Richard had an inner circle that looked tidy.
But his enemies were scattered, small, divided, and hating each other.
And that was Jake’s advantage.
“Small groups are hungrier,” he murmured. “And the hungry listen.”
The first name appeared.
Not a high ranking official. Not a general. Just a former regional logistics chief, whose career had collapsed without explanation. Not imprisoned. Not openly removed. Slowly discarded. The way Richard preferred to destroy without shedding blood.
Jake remembered the man’s face. Sunken eyes. A back bowed by defeat.
⟦Initial Target: Recruitable⟧
The first meeting took place in an old warehouse near the harbor. Rain dripped through the leaky roof, creating a slow, oppressive rhythm.

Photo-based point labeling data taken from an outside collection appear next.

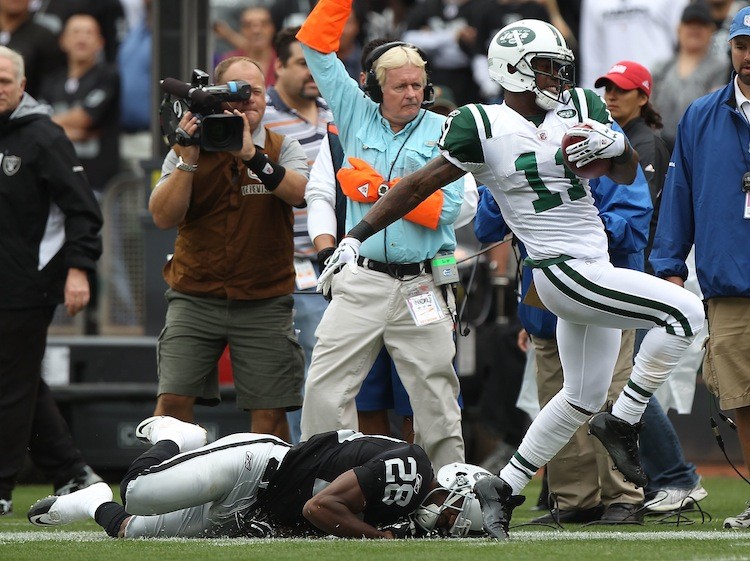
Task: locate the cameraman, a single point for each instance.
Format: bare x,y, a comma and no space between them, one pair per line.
231,277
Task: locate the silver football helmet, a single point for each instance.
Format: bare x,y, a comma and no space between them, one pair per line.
458,481
514,47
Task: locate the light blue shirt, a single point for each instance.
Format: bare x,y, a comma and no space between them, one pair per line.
365,134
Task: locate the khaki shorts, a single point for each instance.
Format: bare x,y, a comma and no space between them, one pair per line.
267,361
726,366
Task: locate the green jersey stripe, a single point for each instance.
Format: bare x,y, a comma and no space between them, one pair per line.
624,297
565,289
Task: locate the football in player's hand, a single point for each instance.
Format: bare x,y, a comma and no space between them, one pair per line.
592,170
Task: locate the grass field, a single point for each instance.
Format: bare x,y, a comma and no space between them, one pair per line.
695,538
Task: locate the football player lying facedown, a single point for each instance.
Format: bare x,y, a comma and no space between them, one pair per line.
339,483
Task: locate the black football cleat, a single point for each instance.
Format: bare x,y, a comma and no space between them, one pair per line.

The man arrived with two guards. Jake came alone.
“Who are you?” the man’s voice rasped.
“And how do you know about me?”
Jake did not answer immediately. He set a tablet on a wooden crate. The screen lit up, displaying a short file. Internal decision records that had sidelined this man, signed by Richard Gregorry.
The man’s expression changed.
“What do you want?” he hissed.
“Not much,” Jake said calmly.
“Just direction.”
“Direction for what?”
“To take down someone who thought you weren’t even worth killing.”
Silence. The guards tightened their grip on their weapons.
The man let out a short, bitter laugh. “You think I could stand against him alone?”
Jake met his gaze evenly. “No. But you know who else hates him.”
A minute later, the man left. Neither refusing nor agreeing. Jake knew, the seed had been planted.
Not all could be recruited with old wounds.
Some stood at the top of alternative power shadow rulers surviving chaos that Richard actively suppressed. People too strong to be bribed, too dangerous to leave untouched.
The next name triggered a hard alert.
⟦Warning: High-Level Target⟧
⟦Fatality Risk: Extreme⟧
The leader of a black market network for weapons and intelligence. Known as Arkon. No clear photos. No fixed address. Only trails of blood and money.
Jake stared at the name for a long moment.
“If I want this circle to move,” he thought, “I have to go through him.”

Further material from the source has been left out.